I criteri economici sono quelli più efficaci per leggere questa inchiesta in due fasi della «Narcotici» della Squadra mobile che in poco più di un anno ha coperto l’intero quadrante Nordovest della città. Alla base le piccole/medie imprese: quella di Michele Luongo, 36 anni, foggiano, che gravitava tra via Pinerolo, via Novara e i dintorni del «Meazza» (7 associati sui 18 arrestati ieri notte dai poliziotti guidati da Lorenzo Bucossi e Domenico Balsamo). Era la «piazza di San Siro», analoga a quella di Bonola dei fratelli Cilione, smantellata con gli arresti del 2 ottobre scorso. Entrambe avevano un buon fornitore, Domenico Mesiano, 32 anni, che viveva e consegnava la cocaina in Brianza, ma che tutti gli incontri «di lavoro» li teneva nel garage dove lavorava in via Ferrucci, a pochi metri da corso Sempione e dall’Arco della Pace. È il livello del grossista, che a Milano significa una posizione di forza, perché in città il problema della cocaina non è mai venderla, ma semmai il contrario: avere rifornimenti sufficienti per soddisfare tutti i clienti. Da Mesiano i poliziotti (coordinati dal pm Bruna Albertini e dal capo della Dda Alessandra Dolci) sono poi risaliti alla grande logistica internazionale, sequestrando un paio di carichi da oltre 200 chili inviati dal Costa Rica al porto di Livorno.
Il traffico
Carichi dal Centro America, grossisti nei garage ed emissari fra trans e locali vip
Sono tutte reti di criminalità italiana, gruppi «pesanti» nei quartieri, che ogni tanto entrano in rotta. Uno dei «ragazzi di San Siro», Davide Cannone, il 29 settembre 2017 spara alle gambe di Mattia Bertelli, che gli deve 30 mila euro.

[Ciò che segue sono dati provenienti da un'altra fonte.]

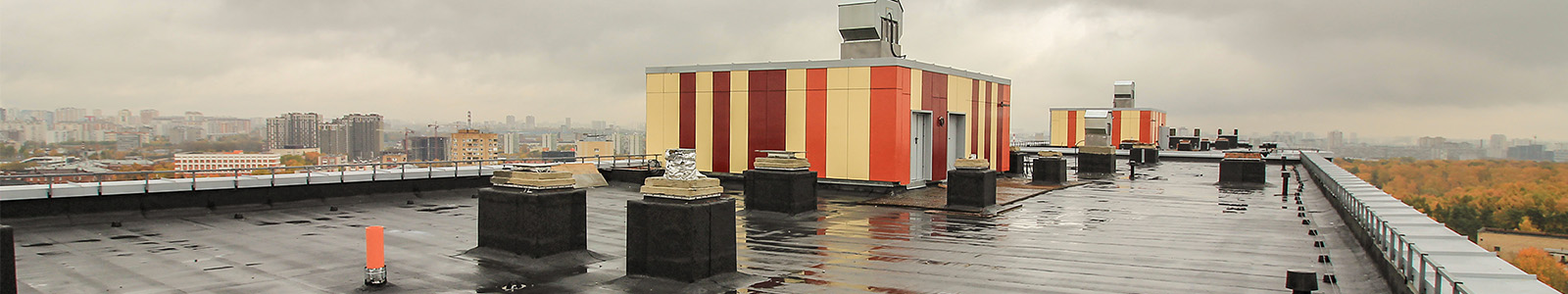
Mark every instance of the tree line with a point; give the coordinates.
(1471, 194)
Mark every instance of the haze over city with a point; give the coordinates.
(1458, 70)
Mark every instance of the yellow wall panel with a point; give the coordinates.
(705, 121)
(859, 76)
(996, 127)
(838, 76)
(914, 88)
(1058, 127)
(838, 131)
(796, 78)
(796, 121)
(739, 122)
(655, 118)
(1129, 125)
(859, 133)
(1079, 130)
(671, 81)
(656, 83)
(958, 99)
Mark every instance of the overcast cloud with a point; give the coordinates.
(1460, 70)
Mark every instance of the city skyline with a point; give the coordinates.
(1405, 68)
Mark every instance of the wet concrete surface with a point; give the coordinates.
(1168, 230)
(1008, 191)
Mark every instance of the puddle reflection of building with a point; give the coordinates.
(888, 227)
(963, 227)
(789, 239)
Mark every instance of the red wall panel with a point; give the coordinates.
(689, 110)
(885, 89)
(765, 113)
(817, 121)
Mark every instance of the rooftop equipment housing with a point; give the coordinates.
(1121, 94)
(870, 28)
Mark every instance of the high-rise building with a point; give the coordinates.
(124, 118)
(1337, 139)
(333, 138)
(1533, 152)
(148, 115)
(510, 143)
(427, 147)
(548, 141)
(474, 144)
(292, 130)
(127, 141)
(629, 143)
(224, 125)
(365, 136)
(232, 160)
(71, 115)
(1497, 147)
(184, 133)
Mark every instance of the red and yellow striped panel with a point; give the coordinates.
(852, 122)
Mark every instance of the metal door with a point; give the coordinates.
(919, 147)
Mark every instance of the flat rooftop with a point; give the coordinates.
(1167, 230)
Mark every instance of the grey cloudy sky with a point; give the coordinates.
(1403, 68)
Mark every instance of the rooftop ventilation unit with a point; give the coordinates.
(1121, 94)
(870, 28)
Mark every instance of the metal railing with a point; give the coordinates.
(1427, 255)
(402, 170)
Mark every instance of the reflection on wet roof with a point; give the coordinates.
(1170, 230)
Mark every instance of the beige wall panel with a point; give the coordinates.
(914, 88)
(859, 133)
(838, 131)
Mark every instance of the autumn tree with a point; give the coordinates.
(1544, 267)
(1473, 194)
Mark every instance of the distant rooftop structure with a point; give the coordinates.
(1123, 94)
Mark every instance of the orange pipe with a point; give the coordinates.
(375, 251)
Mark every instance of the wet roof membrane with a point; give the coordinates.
(1168, 230)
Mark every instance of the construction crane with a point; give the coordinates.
(405, 139)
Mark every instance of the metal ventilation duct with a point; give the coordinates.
(870, 28)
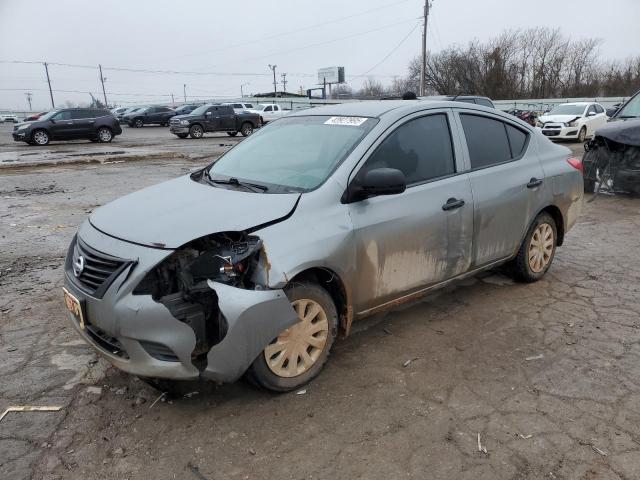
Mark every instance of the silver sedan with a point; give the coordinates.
(256, 263)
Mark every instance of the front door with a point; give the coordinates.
(507, 183)
(421, 237)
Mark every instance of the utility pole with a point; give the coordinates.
(46, 69)
(275, 84)
(102, 80)
(423, 66)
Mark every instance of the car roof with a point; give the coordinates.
(378, 108)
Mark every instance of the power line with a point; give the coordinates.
(390, 53)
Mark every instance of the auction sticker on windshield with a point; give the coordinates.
(348, 121)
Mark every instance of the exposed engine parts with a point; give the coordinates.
(180, 283)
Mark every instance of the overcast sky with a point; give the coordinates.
(231, 38)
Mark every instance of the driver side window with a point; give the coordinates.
(421, 149)
(62, 115)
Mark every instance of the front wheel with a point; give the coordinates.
(537, 250)
(196, 131)
(247, 129)
(105, 135)
(582, 136)
(298, 354)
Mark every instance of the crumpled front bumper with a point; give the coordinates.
(254, 319)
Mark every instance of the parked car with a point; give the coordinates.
(214, 118)
(268, 113)
(185, 109)
(8, 117)
(240, 107)
(254, 263)
(478, 100)
(573, 121)
(149, 116)
(94, 124)
(35, 116)
(612, 158)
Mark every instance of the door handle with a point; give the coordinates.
(452, 204)
(534, 182)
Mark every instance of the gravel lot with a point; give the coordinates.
(547, 374)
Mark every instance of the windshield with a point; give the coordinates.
(296, 153)
(567, 110)
(200, 110)
(631, 109)
(48, 115)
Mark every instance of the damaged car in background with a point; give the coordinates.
(253, 265)
(612, 158)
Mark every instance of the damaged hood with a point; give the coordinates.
(626, 132)
(558, 118)
(173, 213)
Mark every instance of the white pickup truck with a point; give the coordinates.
(269, 112)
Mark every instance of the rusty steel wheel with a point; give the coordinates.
(298, 354)
(298, 348)
(541, 247)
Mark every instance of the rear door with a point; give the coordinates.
(506, 181)
(61, 126)
(410, 241)
(84, 122)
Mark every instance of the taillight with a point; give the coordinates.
(575, 163)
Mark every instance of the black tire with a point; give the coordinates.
(521, 265)
(40, 137)
(246, 129)
(582, 135)
(196, 131)
(105, 135)
(260, 374)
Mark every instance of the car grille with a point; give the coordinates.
(98, 270)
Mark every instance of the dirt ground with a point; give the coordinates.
(545, 376)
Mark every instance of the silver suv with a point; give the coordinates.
(255, 263)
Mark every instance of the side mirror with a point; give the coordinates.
(379, 181)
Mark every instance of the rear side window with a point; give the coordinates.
(420, 148)
(491, 141)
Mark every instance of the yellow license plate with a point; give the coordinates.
(73, 305)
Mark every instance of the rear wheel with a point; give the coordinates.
(537, 250)
(105, 135)
(196, 131)
(40, 137)
(247, 129)
(298, 354)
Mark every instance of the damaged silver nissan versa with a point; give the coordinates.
(254, 264)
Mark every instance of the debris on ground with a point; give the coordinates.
(535, 357)
(28, 408)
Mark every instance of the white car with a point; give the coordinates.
(240, 107)
(573, 121)
(8, 117)
(269, 112)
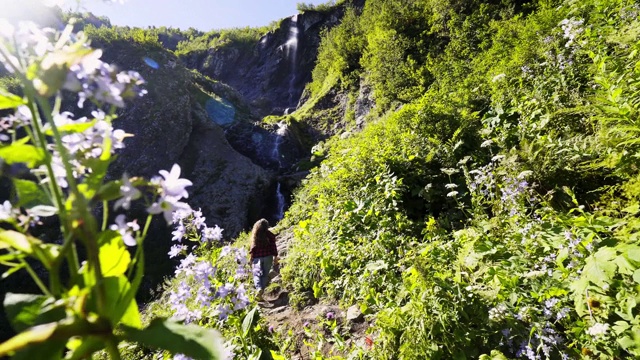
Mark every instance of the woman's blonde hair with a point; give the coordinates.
(259, 233)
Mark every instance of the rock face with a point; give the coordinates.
(272, 74)
(172, 125)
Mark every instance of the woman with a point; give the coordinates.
(263, 253)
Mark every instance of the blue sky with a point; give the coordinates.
(200, 14)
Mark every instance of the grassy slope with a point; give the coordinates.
(491, 207)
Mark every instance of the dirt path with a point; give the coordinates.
(311, 328)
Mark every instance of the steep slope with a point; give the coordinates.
(272, 72)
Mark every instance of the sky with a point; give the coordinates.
(203, 15)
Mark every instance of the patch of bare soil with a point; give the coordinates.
(319, 328)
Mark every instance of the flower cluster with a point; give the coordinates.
(190, 224)
(94, 79)
(28, 47)
(571, 28)
(172, 189)
(202, 290)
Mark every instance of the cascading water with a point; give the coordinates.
(275, 154)
(291, 47)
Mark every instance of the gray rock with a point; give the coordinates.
(272, 73)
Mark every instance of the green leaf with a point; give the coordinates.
(22, 310)
(22, 153)
(93, 182)
(82, 348)
(9, 100)
(276, 356)
(31, 337)
(30, 194)
(317, 290)
(16, 240)
(72, 128)
(190, 340)
(248, 321)
(600, 267)
(119, 310)
(114, 257)
(50, 350)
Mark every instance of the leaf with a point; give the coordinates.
(317, 290)
(72, 128)
(22, 310)
(16, 240)
(276, 356)
(84, 347)
(35, 335)
(376, 265)
(9, 100)
(114, 257)
(50, 350)
(248, 321)
(600, 267)
(118, 309)
(22, 153)
(43, 210)
(190, 340)
(46, 253)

È la prima «gambizzazione» della «faida di via Creta» (c’è stato un secondo tentato omicidio) e si inserisce in una frattura profonda tra due gruppi di malavita che gravitavano in quella zona tra Bisceglie e via Forze Armate. Da una parte Luongo, Cannone e quelli di San Siro, dall’altra il gruppo del Giambellino. Il primo momento di tensione risale al 2 agosto, quando i poliziotti sentono Cannone che parla al telefono dal mare: «Ti volevo mandare in via Creta, che sono in 50 contro 50, tutti armati. Ho fermato tutto, ho smorzato, ho un esercito a disposizione». E ancora il 2 settembre, altra giornata di violenza: «Qua c’è una rissa della madonna, tutto sporco di sangue sono». Lo schieramento del Giambellino aveva a capo Manolo Recrosio, che quel giorno viene poi arrestato dalle Volanti con un fucile mitragliatore e 48 cartucce.
Distante da questi ambienti rimaneva Antonio Paglia, 48 anni, detto tony sushi perché dipendente di un ristorante di via Solferino. Comprava cocaina da Luongo, ma per tre mesi i poliziotti l’hanno sentito sfuggire alle minacce perché faticava a star dietro ai pagamenti. Nell’ordinanza Paglia viene definito «spacciatore di riferimento di alcuni calciatori». E i suoi fornitori si chiedevano: «Scusa lui lavora con i calciatori... e non ha i soldi da darci?». In un caso lo stesso tony sushi cita un nome molto noto di una delle squadre milanesi, ma durante le indagini non sarebbe stato trovato alcun contatto con giocatori dell’Inter o del Milan.